Woodward himself encountered that intransigence first-hand. At one point, armed with a list of 14 priority areas, he pressed Trump on the plans to improve things like testing, international co-operation, intelligence gathering and national shelter-in-place plans. 

Like so many others, he got nowhere. 

"He was blowing off both me and the list," Woodward writes in the book. "Beyond being a reporter, I was worried for the country."

Woodward describes himself as an "old-school" reporter, one for whom trying to sway public policy isn't part of his job description, a philosophy he learned from Post editor Ben Bradlee during the Watergate era. 

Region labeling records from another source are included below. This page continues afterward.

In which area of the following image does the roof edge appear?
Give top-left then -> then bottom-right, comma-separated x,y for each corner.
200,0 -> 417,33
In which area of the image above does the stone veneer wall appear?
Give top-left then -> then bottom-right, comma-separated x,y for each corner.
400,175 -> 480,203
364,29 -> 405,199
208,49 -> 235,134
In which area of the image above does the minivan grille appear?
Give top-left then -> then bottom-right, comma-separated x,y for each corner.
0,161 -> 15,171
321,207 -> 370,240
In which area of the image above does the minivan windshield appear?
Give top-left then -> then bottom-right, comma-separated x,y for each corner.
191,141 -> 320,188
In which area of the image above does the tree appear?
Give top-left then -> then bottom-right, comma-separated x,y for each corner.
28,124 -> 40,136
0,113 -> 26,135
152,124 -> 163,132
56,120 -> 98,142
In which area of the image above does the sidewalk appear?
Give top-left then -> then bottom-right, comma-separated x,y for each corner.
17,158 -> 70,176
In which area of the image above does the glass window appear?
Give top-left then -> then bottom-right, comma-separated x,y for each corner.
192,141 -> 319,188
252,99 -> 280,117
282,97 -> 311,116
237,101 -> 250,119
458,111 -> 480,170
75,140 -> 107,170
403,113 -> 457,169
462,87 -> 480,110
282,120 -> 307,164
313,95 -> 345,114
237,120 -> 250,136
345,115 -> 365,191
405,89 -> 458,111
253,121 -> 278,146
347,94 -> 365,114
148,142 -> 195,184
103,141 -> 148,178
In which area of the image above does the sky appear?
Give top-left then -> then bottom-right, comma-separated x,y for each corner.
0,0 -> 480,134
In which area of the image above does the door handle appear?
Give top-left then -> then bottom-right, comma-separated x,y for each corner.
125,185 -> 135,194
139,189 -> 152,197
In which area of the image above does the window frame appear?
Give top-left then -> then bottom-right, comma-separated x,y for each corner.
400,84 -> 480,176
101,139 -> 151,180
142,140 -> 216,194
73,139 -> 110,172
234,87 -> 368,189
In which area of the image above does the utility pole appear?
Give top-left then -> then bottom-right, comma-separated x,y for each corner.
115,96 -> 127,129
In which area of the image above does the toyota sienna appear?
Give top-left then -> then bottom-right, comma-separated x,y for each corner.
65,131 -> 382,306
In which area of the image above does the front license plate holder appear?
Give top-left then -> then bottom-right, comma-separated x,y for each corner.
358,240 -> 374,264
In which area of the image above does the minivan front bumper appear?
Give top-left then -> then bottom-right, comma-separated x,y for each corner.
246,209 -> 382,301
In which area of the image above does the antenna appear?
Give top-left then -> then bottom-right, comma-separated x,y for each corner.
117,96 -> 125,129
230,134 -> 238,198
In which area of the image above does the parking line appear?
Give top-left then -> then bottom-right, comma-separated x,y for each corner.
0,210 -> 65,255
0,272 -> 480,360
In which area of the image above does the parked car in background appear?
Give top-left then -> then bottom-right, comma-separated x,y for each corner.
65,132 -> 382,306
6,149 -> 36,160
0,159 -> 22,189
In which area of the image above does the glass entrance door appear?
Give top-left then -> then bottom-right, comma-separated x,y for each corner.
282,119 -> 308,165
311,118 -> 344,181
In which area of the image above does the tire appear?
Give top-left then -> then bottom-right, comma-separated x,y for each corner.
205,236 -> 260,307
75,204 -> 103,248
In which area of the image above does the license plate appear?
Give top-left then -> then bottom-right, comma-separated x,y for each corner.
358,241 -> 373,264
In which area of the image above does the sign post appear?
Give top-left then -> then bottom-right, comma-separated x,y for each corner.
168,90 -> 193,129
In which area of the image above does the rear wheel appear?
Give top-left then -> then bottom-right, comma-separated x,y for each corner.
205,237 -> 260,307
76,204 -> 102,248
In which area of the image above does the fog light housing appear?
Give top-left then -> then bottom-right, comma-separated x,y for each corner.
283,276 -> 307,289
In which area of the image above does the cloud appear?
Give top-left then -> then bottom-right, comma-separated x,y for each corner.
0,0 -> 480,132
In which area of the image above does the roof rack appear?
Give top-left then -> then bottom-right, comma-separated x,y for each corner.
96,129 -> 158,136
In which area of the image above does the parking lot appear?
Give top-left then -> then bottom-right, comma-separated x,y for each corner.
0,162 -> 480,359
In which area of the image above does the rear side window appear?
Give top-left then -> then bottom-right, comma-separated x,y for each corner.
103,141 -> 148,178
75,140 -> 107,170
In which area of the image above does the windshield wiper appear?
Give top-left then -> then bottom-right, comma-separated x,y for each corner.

"That's not the business we're in, the business of changing public policy, affecting public policy, affecting politics. It's 'Get the best obtainable version of the truth out.'"

But with Trump, he found himself straining to better understand the man behind the Resolute Desk, and unable to resist passing judgment on a president who "doesn't know the difference between a lie and a truth," according to his own former secretary of defence.  

"That is not a qualification for president of the United States."

Woodward recalled how much of the most important Post reporting on Watergate was published in September and October 1972. Nixon promptly went out and got re-elected, claiming victory in 49 of the 50 states. 

His mentor was surprisingly sanguine. 

"Bradlee was, 'OK, we did our job. People can accept that or not accept that.' And then people realize, not only what we had written was true, but in fact understated," he said.

"That was the evolving process. He always said the truth emerges. And I believe that's true."

As for how America will fare on and after Nov. 3, Woodward knows it will be less clear-cut. 

He sounded genuinely worried about the risk of political and public pandemonium, given how many voters are expected to cast their ballots by mail in the face of COVID-19. 

As the president, publicly and without evidence, seeks to discredit mail-in voting, observers fear a delay in results could combine with early in-person support for Trump to result in a chaotic, uncertain and disputed outcome in the weeks that follow. 

"I think it's a toss-up; I think he could win, and I think he could lose," Woodward said.

"We're heading into a blizzard, a political, electoral and moral blizzard. It's gonna test us."